Markey, Gomez Clash In Final US Senate Debate
BOSTON (AP) — Republican Gabriel Gomez and Democrat Edward Markey clashed on everything from Markey’s record in Congress to the private sector and term limits in the final and often testy debate of Massachusetts’ special U.S. Senate election.
Pressed to offer more information about clients he worked for at the private equity firm Advent International, Gomez pointed to President Barack Obama, saying Obama’s pension fund from his years as an Illinois lawmaker is invested in part with the company.
“You should ask President Obama if he is happy … with what we have done at Advent International,” Gomez said.
The White House did not immediately have a comment.
Markey said Gomez should release even more information about companies he worked with during his tenure at the firm.
“My vote record is completely transparent,” Markey said. “But with Mr. Gomez, we still don’t know who his clients are, who he worked for.”
Markey also defended his role in obtaining millions in tax dollars for a planned transformation of a polluted industrial site along the Malden River into a telecommunications center, with the promise of thousands of new jobs.
The hoped-for jobs never materialized, but Markey said the project was still a benefit to neighboring communities because it helped clean up a blighted area.
During a pointed exchange over term limits, Gomez said he told veteran Republican Sen. John McCain, who campaigned for Gomez in Boston last month, that he should leave the Senate at the end of his term.

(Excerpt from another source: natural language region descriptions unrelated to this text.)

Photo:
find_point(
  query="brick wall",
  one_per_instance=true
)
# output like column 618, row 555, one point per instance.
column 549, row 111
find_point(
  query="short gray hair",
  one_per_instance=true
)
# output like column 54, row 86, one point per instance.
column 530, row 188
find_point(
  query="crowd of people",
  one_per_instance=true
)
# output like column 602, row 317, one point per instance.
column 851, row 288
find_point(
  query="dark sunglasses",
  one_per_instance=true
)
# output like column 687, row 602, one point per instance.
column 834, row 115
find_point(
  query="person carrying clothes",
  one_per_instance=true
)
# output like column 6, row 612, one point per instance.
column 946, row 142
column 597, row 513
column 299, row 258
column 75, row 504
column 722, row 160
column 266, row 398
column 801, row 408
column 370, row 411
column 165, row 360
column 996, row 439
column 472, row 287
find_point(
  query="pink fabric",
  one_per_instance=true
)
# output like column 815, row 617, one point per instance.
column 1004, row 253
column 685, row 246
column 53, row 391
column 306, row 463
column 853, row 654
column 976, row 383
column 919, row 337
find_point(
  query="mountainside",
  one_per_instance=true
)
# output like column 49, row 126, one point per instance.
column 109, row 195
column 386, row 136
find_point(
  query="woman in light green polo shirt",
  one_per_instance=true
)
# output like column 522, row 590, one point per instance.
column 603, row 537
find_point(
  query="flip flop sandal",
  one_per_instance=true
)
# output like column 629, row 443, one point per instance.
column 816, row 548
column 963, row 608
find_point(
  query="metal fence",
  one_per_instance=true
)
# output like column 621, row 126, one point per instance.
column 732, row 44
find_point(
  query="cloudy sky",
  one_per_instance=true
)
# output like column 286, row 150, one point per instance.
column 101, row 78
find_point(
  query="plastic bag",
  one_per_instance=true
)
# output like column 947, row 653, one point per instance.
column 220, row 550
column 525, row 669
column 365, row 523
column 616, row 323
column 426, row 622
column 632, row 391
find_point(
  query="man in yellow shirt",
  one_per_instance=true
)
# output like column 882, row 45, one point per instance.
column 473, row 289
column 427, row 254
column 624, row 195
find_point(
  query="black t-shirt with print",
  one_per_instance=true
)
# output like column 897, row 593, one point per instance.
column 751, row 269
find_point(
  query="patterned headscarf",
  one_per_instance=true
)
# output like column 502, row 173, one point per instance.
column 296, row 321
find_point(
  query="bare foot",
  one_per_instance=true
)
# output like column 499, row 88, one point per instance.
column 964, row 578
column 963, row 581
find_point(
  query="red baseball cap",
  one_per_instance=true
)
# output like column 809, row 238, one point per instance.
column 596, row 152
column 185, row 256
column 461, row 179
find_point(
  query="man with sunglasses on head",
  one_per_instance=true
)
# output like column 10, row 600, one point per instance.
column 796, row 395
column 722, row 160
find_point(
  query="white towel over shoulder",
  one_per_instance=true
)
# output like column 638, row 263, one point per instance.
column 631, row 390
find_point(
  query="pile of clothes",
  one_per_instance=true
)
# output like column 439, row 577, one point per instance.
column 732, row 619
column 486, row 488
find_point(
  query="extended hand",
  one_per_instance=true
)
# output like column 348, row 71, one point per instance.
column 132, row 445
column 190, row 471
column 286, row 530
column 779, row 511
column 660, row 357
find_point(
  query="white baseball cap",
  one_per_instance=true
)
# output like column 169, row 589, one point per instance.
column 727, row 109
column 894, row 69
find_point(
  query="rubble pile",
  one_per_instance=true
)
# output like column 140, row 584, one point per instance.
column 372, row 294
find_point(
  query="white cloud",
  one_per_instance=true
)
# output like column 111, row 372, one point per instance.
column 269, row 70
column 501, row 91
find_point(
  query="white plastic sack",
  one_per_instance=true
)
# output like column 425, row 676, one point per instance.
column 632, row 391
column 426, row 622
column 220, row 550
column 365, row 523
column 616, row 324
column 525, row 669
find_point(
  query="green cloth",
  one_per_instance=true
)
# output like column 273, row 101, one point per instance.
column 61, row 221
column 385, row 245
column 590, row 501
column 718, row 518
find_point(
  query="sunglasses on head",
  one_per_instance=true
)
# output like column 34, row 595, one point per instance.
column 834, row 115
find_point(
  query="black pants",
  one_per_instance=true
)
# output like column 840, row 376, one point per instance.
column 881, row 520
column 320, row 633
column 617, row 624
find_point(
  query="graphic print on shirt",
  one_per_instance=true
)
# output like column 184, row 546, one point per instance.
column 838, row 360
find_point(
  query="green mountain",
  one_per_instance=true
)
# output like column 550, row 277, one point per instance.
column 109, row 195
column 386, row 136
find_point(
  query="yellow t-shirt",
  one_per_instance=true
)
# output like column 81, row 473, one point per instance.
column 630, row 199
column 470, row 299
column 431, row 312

“Mr. Gomez did not tell John McCain that this is his last term,” said Markey. “That did not happen.”
“It absolutely did happen,” said Gomez, who has proposed a two-term limit for members of the Senate and has pledged not to serve more than two full terms in Washington. He later told reporters that McCain had agreed with his call for term limits.

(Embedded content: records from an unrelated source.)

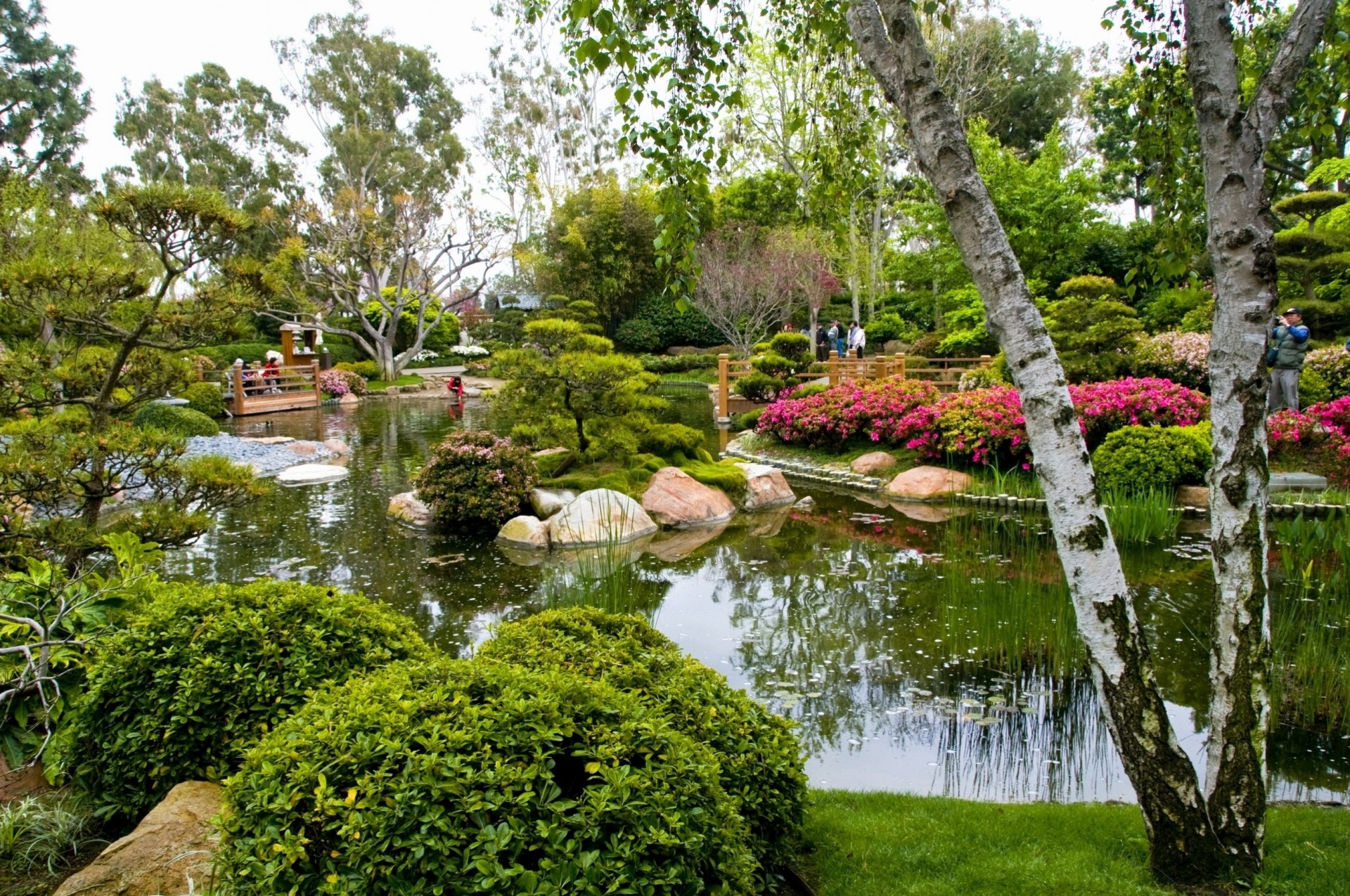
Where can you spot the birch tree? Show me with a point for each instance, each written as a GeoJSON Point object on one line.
{"type": "Point", "coordinates": [1198, 833]}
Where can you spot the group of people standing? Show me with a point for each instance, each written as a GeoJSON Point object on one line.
{"type": "Point", "coordinates": [840, 340]}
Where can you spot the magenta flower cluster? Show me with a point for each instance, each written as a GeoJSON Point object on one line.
{"type": "Point", "coordinates": [979, 425]}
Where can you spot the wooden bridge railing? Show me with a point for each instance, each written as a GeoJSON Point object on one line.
{"type": "Point", "coordinates": [262, 391]}
{"type": "Point", "coordinates": [944, 372]}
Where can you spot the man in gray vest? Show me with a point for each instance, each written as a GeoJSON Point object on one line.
{"type": "Point", "coordinates": [1288, 346]}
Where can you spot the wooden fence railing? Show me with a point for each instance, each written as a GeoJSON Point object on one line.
{"type": "Point", "coordinates": [944, 372]}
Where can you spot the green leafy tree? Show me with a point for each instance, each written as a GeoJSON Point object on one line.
{"type": "Point", "coordinates": [41, 103]}
{"type": "Point", "coordinates": [387, 114]}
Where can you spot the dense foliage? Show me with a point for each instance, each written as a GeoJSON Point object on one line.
{"type": "Point", "coordinates": [199, 674]}
{"type": "Point", "coordinates": [760, 761]}
{"type": "Point", "coordinates": [470, 777]}
{"type": "Point", "coordinates": [472, 478]}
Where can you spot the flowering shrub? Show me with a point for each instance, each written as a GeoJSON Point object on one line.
{"type": "Point", "coordinates": [1183, 358]}
{"type": "Point", "coordinates": [1145, 401]}
{"type": "Point", "coordinates": [340, 382]}
{"type": "Point", "coordinates": [1334, 366]}
{"type": "Point", "coordinates": [868, 409]}
{"type": "Point", "coordinates": [474, 478]}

Markey after the debate said he was not accusing Gomez of lying about the exchange with McCain, but that he still had trouble believing that it had happened as Gomez explained.
During a segment of the debate in which the candidates were allowed to question each other, Gomez, who said Markey voted to raise taxes 300 times, asked Markey if he had ever opposed a tax supported by his party. Markey responded that he had voted to reduce taxes to middle class citizens by $1 trillion and opposed tax breaks for big business.

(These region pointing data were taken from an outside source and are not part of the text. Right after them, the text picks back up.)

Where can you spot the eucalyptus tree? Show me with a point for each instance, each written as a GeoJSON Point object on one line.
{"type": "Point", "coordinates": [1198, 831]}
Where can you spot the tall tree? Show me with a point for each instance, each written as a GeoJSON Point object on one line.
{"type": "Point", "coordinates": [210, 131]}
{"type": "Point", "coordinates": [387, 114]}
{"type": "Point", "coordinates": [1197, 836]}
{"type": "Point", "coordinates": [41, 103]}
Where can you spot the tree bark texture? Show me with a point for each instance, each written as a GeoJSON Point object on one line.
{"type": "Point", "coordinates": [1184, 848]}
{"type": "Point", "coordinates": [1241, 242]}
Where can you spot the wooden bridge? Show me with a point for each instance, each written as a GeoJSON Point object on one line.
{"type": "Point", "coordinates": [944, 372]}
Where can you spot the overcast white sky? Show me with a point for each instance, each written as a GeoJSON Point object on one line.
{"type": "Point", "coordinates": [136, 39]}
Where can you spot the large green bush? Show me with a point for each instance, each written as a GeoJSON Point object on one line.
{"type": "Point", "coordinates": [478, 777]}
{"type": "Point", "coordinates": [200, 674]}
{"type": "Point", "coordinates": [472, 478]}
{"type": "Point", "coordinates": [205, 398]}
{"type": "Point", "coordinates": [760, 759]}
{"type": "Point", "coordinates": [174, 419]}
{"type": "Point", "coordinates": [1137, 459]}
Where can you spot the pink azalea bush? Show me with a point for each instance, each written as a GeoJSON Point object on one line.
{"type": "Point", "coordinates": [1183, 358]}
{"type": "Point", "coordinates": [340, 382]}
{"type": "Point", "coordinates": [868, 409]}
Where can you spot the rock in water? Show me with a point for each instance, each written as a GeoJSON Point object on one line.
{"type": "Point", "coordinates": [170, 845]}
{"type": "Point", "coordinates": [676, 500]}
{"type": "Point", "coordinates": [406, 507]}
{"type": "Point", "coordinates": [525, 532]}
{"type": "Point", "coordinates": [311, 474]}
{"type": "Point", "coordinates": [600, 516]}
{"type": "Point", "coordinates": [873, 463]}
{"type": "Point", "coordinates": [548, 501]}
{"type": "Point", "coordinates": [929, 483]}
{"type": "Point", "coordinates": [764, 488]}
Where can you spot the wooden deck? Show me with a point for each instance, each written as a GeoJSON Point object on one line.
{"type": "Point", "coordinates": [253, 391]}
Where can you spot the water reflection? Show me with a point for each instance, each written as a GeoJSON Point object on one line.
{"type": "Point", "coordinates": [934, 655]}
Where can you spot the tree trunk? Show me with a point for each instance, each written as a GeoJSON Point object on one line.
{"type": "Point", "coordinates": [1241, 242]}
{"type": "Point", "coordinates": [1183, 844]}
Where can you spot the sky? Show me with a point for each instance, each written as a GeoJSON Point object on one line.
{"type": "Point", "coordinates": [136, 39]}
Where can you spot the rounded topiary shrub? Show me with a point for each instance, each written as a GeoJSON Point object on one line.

Gomez pointed to Markey’s past support for a tax on medical device companies that was included in Obama’s 2010 federal health care law.
Markey again brought up Gomez’s opposition to a federal ban on assault weapons and high-clip magazines, asking the Republican why an ordinary citizen would need to buy a gun that could shoot 100 rounds in two minutes.
Gomez did not respond directly to the question but pointed to his support for a bill that would broaden background checks, accusing Markey of misrepresenting his position and using the Newtown, Conn., school massacre for political gain.
“You will do anything and say anything to get elected,” Gomez said. “You’ve been doing that for 37 years.
Markey headed into the final stretch of the special election with more than a two-to-one fundraising advantage over Gomez.
Markey’s latest campaign finance report shows as of June 5 he had nearly $2.3 million to spend compared to just under $1 million for Gomez.
The special election to fill the Senate seat left vacant by the resignation of John Kerry to become secretary of state is June 25.